You could be sitting on a pocket of saber tooth tigers and wooly mammmoths, you know ;)
If you're a human, and reading this, and want to store away the instructions for getting out if your horse falls in, what are they?
And while you're at it, what is the way to get out of quicksand - and is it different? I really want to know.
I can already handle riptides, should I ever get into the ocean again, and I was just made aware that lovely honeysuckle is often entwined in the wild with poison ivy (so don't get too close to smell the tricky things). And stay away from places where avalanche potential is high. And don't go for a hike anywhere you aren't prepared to survive the next week in, and...
Nature wants to eat us.
Alicia
PS Cities and suburbs have their own hazards.
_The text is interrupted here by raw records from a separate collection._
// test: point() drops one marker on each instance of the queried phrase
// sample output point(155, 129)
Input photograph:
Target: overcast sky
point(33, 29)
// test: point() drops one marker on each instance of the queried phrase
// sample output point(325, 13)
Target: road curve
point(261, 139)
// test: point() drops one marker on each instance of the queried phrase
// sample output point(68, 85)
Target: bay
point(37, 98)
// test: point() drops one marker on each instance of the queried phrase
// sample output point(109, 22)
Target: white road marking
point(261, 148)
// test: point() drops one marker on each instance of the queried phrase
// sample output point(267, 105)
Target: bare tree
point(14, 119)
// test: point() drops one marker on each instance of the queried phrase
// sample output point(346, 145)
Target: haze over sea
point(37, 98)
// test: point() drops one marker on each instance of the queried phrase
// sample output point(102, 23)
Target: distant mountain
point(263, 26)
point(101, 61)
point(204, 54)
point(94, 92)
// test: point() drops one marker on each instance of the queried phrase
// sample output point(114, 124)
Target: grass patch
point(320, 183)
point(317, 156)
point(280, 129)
Wait, now, I'm confused. I thought bentonite was the stuff they used to make irrigation ditches and dirt dams more waterproof? Or is that a different kind?
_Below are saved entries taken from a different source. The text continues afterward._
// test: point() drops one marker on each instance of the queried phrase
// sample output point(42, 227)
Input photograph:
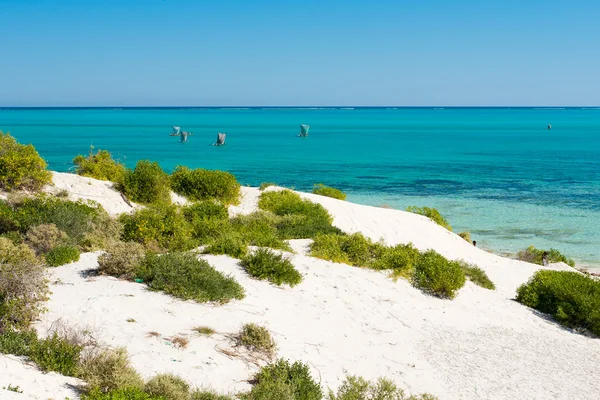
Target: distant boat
point(220, 139)
point(304, 130)
point(182, 134)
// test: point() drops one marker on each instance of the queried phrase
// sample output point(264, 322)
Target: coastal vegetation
point(571, 298)
point(257, 338)
point(323, 190)
point(21, 167)
point(264, 264)
point(536, 256)
point(99, 165)
point(428, 271)
point(147, 183)
point(184, 276)
point(432, 214)
point(203, 184)
point(300, 219)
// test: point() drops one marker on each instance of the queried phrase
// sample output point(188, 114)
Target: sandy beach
point(340, 320)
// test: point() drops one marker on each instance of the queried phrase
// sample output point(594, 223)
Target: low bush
point(121, 260)
point(257, 338)
point(265, 185)
point(282, 380)
point(23, 285)
point(128, 393)
point(209, 395)
point(75, 218)
point(329, 247)
point(183, 275)
point(259, 229)
point(231, 243)
point(147, 183)
point(61, 255)
point(108, 370)
point(163, 225)
point(438, 276)
point(476, 275)
point(21, 166)
point(169, 387)
point(352, 249)
point(432, 214)
point(466, 235)
point(302, 219)
point(203, 184)
point(44, 237)
point(205, 210)
point(401, 259)
point(571, 298)
point(57, 354)
point(323, 190)
point(358, 388)
point(264, 264)
point(536, 256)
point(99, 166)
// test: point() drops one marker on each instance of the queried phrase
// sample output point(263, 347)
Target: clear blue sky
point(377, 52)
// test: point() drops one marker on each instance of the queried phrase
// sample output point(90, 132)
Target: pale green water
point(497, 172)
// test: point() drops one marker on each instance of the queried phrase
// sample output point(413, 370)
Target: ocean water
point(497, 172)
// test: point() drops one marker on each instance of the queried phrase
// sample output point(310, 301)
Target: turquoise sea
point(497, 172)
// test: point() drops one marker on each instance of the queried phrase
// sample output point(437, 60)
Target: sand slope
point(341, 319)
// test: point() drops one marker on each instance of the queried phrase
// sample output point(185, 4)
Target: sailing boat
point(182, 134)
point(220, 139)
point(304, 130)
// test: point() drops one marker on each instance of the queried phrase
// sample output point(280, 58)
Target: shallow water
point(498, 172)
And Alicia, the best way to get a horse out is what I described, assuming you have help at hand and the horse is saddled. Roping them around the neck to drag them out usually just results in choking. Or you could hope to get lucky and the horse finds a solid bit of ground on the edge somewhere and gets out on their own.
A human could basically swim out, the stuff is the consistency of a thick soup, so you could paddle to the side then belly crawl onto solid ground.
I have no experience with quicksand. Yet another of those hazards that don't seem to occur up here on our high altitude gravel bar.